# Hocking River



## 10fish (May 12, 2005)

We want to take a canoe ride and dunk for smallies. Went last year from behind the Olde Dutch and did ok ( water was high and muddy), but that could be the reason we didn't see many rock formations. Whats the best location/trip to take?
Thanks


----------



## RiverWader (Apr 1, 2006)

My fav stretch to fish is put in besides the Radiostation in Nelsonville or behind Movies 10 and go down to the Plains / Chauncy Area That where Ive caught my most and Biggst fish. Use Black or Black and Blue Bitsy Bugs with a trailor on them you wont go wrong , Promise!


----------



## kmjschulz (Apr 7, 2008)

I've did good on the stretch he mentioned as well i can give you some good put in/takeout areas if you pm me.


----------



## eelboy (Dec 17, 2005)

Specifically where would your put in and take out spots be NOT your fishing spots. I would be using a kayak.


----------



## 10fish (May 12, 2005)

thanks, I should have mentioned that I need to go out on one of the rent-a-ride trips. Or in other words I don't have a yak or canoe. What livery gives us the best shot?
When we went we used brown creature tubes with black specs and caught a few.
I can't believe they worked, cause they sure don't look like anything that swims


----------



## RiverWader (Apr 1, 2006)

If using a kayak , it would be easier to put in behind movies 10 , theres a road beside the theater that has River access, The taking out Right out side the Plains on Rt.682 theres access to and from the river there


----------



## RiverWader (Apr 1, 2006)

Eelboy , you dont need a Kayak or Canoe for the Strech I mentioned We just wade it every year and do just fine , theres some spots you'll need to swim or Stay close to bank , but its manageable


----------



## ts326802 (Aug 9, 2008)

Try the other canoe livery in Logan. It's called the Hocking Valley Canoe livery and is located on Chieftan Drive just a little past Kroger. They have an all day trip that starts above Rockbridge. This will bring you thru a lot of the rocky areas behind Rockbridge and Enterprise and eventually drop you back in Logan. You'll definitely come across some nice spots for 2 - 4 pounds smallies =) I have the best luck on Green Pumpkin Tubes and Senkos as well as Silver/Black 2" Shad Raps. Live craws are also the ticket.


----------



## -mike- (Sep 26, 2008)

I could give you dozens of reasons NOT to use Hocking Valley Canoe Livery, but, Im biased as a close friend of mine owns and operates the Hocking Hills Canoe Livery. His Name is Aaron, and he's a true steward of the River. I used to guide smallmouth trips as a younger man, and have a decent grasp on the Hocking. Years ago a fella put up a wingdam in the Rockbridge area the caused a ton of silt to fill a lot of good smallie holes, but there are still a few above Logan. My best fish however seem to come from below Logan.

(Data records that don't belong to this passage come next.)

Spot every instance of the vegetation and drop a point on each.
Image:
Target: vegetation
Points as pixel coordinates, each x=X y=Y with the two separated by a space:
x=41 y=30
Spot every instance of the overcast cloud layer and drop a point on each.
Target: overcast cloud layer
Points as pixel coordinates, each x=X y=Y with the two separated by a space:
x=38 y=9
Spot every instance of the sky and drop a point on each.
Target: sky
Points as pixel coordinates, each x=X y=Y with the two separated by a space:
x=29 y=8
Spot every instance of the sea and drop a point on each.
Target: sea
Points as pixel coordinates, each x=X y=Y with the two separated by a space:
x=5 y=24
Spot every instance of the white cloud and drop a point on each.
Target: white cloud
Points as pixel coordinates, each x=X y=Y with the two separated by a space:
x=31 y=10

Give me a shout next time your down this way, and we'll go. Im proud of the fishing that the hocking has to offer, and Id be pleased to share it with others.

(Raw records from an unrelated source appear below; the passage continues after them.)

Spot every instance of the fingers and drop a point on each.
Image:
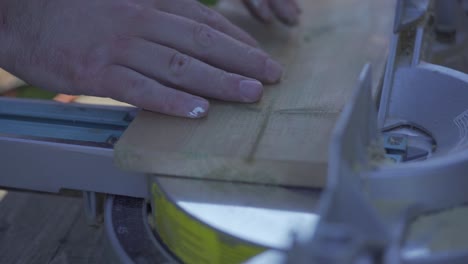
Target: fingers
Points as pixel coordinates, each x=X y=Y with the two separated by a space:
x=211 y=46
x=126 y=85
x=260 y=9
x=202 y=14
x=191 y=75
x=286 y=10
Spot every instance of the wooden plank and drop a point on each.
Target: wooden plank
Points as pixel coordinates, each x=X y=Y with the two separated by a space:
x=284 y=138
x=37 y=228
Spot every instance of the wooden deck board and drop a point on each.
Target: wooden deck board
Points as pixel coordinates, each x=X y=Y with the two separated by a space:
x=284 y=138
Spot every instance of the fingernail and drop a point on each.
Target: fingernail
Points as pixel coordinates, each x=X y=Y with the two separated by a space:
x=250 y=90
x=273 y=71
x=199 y=108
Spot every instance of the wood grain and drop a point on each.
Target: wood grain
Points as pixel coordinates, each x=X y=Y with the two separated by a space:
x=284 y=138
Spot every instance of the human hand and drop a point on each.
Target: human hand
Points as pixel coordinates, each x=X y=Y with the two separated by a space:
x=287 y=11
x=161 y=55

If you do go in a canoe- take an anchor, or at least something to slow you down. That way you can work areas a little more thoroughly. and Dont just look for rocky areas, your passing up half the good spots. And yes- the green pumpkin tubes are the HOTTEST thing to throw. Been using them for years now, nice to see others are catching on.


----------



## Bassbum (Mar 2, 2009)

I went Last Year(2008) several times. Had Caught On Average Of 8-10 Smallies. Because Of All The Snags, I Use Night Crawlers On A Crappie Size Hook And A Pinch Wieght. It's Alot Cheeper. You Will Snag Alot!!!


----------



## kmjschulz (Apr 7, 2008)

hows the river looking right now anyway anybody know? I know how it looks in athens but i want to go a little up the river and maybe try her out this weekend.


----------



## BobcatJB (Mar 30, 2005)

As of yesterday the Hocking was a bit high but water color was perfect, if not alittle too clear for my liking. I've been fishing around campus looking for the first sauger and white bass of the year but haven't found them yet. Anyone catching anything around campus?

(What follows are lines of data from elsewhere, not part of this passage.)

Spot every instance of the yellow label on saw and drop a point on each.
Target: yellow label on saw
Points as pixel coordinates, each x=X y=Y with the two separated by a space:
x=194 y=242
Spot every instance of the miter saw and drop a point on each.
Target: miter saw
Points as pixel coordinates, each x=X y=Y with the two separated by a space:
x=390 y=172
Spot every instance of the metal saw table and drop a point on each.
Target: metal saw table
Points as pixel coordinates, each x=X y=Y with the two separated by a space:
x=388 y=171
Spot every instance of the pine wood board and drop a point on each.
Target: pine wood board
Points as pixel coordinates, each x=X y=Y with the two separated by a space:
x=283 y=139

After reading your post, kmjschulz, I realized my post was completely pointless! Sorry!


----------



## kmjschulz (Apr 7, 2008)

haha thats ok atleast theres some life on this board, i know theres alot of people on here that fish the hocking regularly, they must be out fishing or something lol


----------



## kmjschulz (Apr 7, 2008)

well i went for about an hour and managed a 11 inch smallie on a mini rat-l-trap around the plains i wasn't wading just fishing from shore. The water was a little high but not that much, its a little more stained up there than in athens.


----------



## JLeephoto (Apr 12, 2008)

I'm pretty new to the area (Belpre) and to this board and am also looking for info on the Hocking and other good fishing areas. I did do some exploring last summer by canoe and have made a few float trips from the movie theater near Nelsonville down to Chaucey catching a number of smallies and spotted bass. Also used canoe livery to fish above logan and caught a large number of small smallies. If anyone has other good put-in/take-out locations I'd appreciate in info. Particularly looking for fishing areas/methods within 30 miles of Belpre as I now have a small jonboat as well and am ready to get out there. If anyone familiar with the area is willing to show me the ropes, drop me a line at jleephoto (at) gmail (dot) com.


----------



## TheCream (Mar 19, 2009)

The Hocking will get progressively better over the next few weeks for sauger and smallies. I live right on the river near Athens with a great hole within a 3 minute walk. I fished campus pretty hard for sauger last week and only managed one dwarf. In a few weeks it will get much better.

And the water is still a bit cold. I went ankle-deep last week when it was about 70 degrees out and as my feet started going numb, I realized I was not terribly smart.


----------